Bousculé par le bon plan d’Héctor Cúper, le Milan de Carlo Ancelotti a été tenu à distance du but d’un Toldo bien protégé et doit se contenter du strict minimum : un nul (0-0) qui laisse la manche retour ouverte à tous les vents.

On a revu Milan-Inter 2003

C’est un moment d’angoisse et d’histoire. Alors, du haut de ses 47 ans, Héctor Cúper affiche un air grave et observe ses joueurs tel un aigle volant au-dessus d’une montagne. Le spectacle sous ses yeux est avant tout une bataille de souffle : celui court des différents supporters milanais venus se masser dans un San Siro à deux doigts de déborder, comme celui chaud que trois hommes habillés en bleu et noir sont venus faire glisser le long du cou de leurs proies durant un peu plus de 90 minutes. Ils s’appellent Iván, Marco et Fabio et ont, entre autres, deux types dans leur viseur : Andreï et Filippo. Ils les suivent sur chaque bout de gazon, viennent les mordre au moindre ballon contrôlé et s’envolent se tabasser avec eux sur tous les duels aériens. Aucun répit : ce serait bien trop risqué, et Cúper a déjà vu ce qu’un excès de liberté pouvait provoquer comme dégâts lors d’un derby perdu en championnat (0-1) il y a peu.
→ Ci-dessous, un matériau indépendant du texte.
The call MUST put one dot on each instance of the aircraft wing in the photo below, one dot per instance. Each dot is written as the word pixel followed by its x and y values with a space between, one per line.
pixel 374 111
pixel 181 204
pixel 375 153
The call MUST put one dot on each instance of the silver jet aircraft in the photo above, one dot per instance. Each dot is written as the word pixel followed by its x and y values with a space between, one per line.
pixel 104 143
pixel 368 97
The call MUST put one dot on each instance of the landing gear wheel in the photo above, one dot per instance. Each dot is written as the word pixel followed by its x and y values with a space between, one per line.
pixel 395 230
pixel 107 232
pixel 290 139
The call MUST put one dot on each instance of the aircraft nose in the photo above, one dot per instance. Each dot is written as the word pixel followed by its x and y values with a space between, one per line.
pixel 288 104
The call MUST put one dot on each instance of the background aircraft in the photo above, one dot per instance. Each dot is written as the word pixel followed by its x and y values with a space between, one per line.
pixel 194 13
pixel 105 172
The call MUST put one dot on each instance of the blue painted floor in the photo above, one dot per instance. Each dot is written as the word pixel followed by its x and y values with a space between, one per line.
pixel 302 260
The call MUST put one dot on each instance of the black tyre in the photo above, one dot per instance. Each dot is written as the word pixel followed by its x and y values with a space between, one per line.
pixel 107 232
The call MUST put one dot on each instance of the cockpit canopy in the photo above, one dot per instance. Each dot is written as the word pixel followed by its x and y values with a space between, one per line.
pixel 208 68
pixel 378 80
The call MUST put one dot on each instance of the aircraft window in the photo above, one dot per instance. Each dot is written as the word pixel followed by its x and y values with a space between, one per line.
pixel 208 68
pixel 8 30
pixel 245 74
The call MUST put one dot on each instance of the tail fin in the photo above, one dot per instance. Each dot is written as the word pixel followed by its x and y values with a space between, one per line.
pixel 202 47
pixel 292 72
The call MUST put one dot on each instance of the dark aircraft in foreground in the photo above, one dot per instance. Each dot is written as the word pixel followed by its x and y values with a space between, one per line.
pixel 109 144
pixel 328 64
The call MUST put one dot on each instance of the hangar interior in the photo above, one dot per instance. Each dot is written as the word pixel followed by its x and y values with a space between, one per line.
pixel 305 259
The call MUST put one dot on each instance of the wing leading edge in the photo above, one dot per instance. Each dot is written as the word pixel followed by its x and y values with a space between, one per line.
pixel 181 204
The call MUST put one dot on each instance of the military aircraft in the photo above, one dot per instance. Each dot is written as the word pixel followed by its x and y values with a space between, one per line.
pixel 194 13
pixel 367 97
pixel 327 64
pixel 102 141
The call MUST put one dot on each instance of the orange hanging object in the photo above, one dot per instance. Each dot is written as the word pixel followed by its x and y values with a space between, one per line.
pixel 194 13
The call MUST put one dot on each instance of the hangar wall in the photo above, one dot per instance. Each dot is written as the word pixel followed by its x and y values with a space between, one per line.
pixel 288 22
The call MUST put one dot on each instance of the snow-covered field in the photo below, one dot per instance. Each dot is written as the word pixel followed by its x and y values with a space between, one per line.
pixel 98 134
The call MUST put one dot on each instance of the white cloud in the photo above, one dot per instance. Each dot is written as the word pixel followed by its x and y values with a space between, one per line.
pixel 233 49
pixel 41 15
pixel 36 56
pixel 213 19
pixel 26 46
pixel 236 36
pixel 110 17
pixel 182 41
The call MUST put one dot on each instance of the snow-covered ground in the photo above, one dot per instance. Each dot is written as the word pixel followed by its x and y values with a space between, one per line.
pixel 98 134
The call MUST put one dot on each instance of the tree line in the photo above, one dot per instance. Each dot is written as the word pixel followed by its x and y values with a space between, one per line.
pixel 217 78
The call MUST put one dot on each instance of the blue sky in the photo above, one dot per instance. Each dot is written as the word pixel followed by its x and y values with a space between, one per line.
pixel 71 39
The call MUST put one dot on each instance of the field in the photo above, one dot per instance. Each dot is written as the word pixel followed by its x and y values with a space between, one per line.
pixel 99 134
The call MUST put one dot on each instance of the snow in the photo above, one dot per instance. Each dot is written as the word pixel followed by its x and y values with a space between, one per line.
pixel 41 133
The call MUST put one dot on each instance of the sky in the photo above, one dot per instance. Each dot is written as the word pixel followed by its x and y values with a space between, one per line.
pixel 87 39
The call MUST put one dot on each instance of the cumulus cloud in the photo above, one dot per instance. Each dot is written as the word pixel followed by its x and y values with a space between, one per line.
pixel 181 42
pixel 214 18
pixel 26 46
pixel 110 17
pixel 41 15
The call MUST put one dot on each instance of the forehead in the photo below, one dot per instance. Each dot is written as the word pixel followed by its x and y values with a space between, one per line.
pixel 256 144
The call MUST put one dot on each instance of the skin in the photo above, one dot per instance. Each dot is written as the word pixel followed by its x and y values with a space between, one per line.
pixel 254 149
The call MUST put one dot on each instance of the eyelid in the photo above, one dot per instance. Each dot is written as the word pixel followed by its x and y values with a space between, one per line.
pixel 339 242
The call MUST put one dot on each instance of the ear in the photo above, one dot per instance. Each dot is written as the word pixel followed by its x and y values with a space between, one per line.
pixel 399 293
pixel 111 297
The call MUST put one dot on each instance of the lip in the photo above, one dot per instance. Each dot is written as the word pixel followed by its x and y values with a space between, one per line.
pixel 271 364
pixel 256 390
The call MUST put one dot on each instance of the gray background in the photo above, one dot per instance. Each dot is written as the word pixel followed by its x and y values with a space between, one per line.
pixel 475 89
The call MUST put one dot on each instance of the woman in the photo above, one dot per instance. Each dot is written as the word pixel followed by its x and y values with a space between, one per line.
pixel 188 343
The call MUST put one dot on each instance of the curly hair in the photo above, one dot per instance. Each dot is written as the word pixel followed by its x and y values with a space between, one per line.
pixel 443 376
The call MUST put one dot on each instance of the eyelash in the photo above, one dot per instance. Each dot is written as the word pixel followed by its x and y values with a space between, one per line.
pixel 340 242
Sa parade a été finement pensée et a pris les contours d’un changement de forme : le passage à un 5-3-2 en phase défensive permettant à Cordoba et à Cannavaro, couverts par Materazzi, de tenir en laisse les deux étoiles du sapin de Carlo Ancelotti (Inzaghi et Shevchenko) et à une triplette Javier Zanetti-Luigi Di Biagio-Emre Belözoğlu, calée un cran plus haut, de venir couper au maximum les phrases échangées par le losange intérieur rossoneri. Résultat ? Au coup de sifflet final, Héctor Cúper est payé. Lors de cette demi-finale aller de Ligue des champions, son Inter n’a jamais vraiment offert au Milan l’espace pour tirer une flèche mortelle et a obtenu ce qu’il souhaitait, soit un nul (0-0) qui laisse la manche retour de cette fête des voisins ouverte à tous les vents.

Le plan défensif de l’Inter face à l’organisation du Milan.

Les pieds de Rui Costa et la bataille psychologique

Gourmands, les Nerazzurri, privés de Christian Vieiri qui a passé sa soirée à martyriser un chewing-gum sur le banc, ont même dans un premier temps envisagé l’option de rafler le butin de cette nuit étoilée entre ennemis. Sergio Conceição, dont les nombreuses rotations avec Zanetti ont ouvert des brèches, est entré dans la rencontre comme un taureau dans une arène et a testé Dida lors des premières minutes, puis Álvaro Recoba a négligé une balle en or de 0-1 dans la foulée. Derrière, faute d’avoir ceux d’un Pirlo toujours blessé, le Milan a répondu en se laissant porter par les pieds de Rui Costa, mais a dû attendre le quart d’heure de jeu pour voir Shevchenko alerter Toldo. La clé du bonheur pour Ancelotti a été de faire en sorte de voir son numéro 10 portugais réussir à s’associer le plus possible dans le dos des milieux milanais avec Seedorf, ce que Conceição et Zanetti ont évidemment combattu. Sans cette connexion, le Milan a d’abord peiné à bousculer une Inter parfaitement organisée et assez brillante dans sa pose du piège du hors-jeu (Inzaghi l’a été huit fois). Pour couronner le tout, au rayon bataille psychologique (29 minutes de temps effectif en première période), quand Gattuso s’est amusé à sortir des boîtes pour annuler les tentatives de transitions offensives interistes, Marco Materazzi est, lui, régulièrement venu accompagner la frustration rouge et noir en posant sa main sur la tête d’un Andreï Shevchenko au bord de la crise de nerfs.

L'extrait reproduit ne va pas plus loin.